1. A computer-implemented method for searching similar malwares based on their dynamic analysis results, the method comprising: a preparatory step, comprising: - analyzing a plurality of malwares in an isolated environment, comprising recording at least the following: - processes started by the program, each process starting parameters; files created by each process; - mutexes created by each process; - registry keys created by each process; - virtual machine screen video during malware running; - network activity; and - harmfulness markers; - recording actions executed by each of the plurality of malwares in a plurality of behavioral reports; - separating the plurality of behavioral reports accumulated so the reports combined into one group comprise similar actions and belong to one known malware family; - creating a feature vector based on the known malware family according to the selected fields from the plurality of behavioral reports; - training a plurality of binary classifiers on the basis of each obtained feature vector; and - creating at least one ensemble of the binary classifiers based on the plurality of pretrained binary classifiers; and an operating step, comprising: - analyzing at least one malware; - recording actions executed by at least one malware in at least one behavioral report; - starting the ensemble of the binary classifiers trained at the preparatory step; and - calculating, by the ensemble of the binary classifiers, a resulting estimate that the analyzed malware belongs to at least one known malware family.

2. The method of claim 1, wherein the report is a report in JSON format comprising at least the following fields regarding malware analysis: IP addresses, registry keys, mutexes, user agents, markers, processes and running programs, request type and domain, files.

3. The method of claim 1, wherein the resulting estimate of the ensemble of the classifiers is the resulting estimate from -1 to 1, where -1 means that at least one malware does not belong to the specified family at all, and 1 means that at least one malware definitely belongs to the specified family.

4. The method of claim 1, wherein at least one ensemble of the classifiers is configured to detect reports related to at least one malware group.

5. The method of claim 1, wherein the feature vector is composed based on attributes collected using regular expressions from the behavioral report.

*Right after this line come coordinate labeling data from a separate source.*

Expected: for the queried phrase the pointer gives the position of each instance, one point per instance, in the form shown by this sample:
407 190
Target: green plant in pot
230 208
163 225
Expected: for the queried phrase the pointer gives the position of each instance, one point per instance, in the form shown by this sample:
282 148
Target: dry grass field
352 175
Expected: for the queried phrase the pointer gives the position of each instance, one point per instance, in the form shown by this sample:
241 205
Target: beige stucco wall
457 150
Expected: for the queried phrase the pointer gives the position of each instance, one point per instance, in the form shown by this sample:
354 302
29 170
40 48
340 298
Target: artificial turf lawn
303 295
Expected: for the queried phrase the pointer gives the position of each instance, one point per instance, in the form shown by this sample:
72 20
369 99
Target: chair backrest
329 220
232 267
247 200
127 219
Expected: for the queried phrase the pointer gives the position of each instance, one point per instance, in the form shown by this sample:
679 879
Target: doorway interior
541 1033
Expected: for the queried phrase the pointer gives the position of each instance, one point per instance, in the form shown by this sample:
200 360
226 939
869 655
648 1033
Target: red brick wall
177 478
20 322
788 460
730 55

6. The method of claim 1, wherein the separation is executed on the basis of a database of tagged known malicious files using at least ssdeep, YARA, IDS, behavioral signatures, specific behavioral features, which could be related to the specific malware family.

7. A system for searching similar malwares based on their dynamic analysis results, the system comprising: - a recording module configured to record actions of at least one malware in at least one behavioral report; - a computing device configured to implement the above method according to claims 1-6; and - an output module.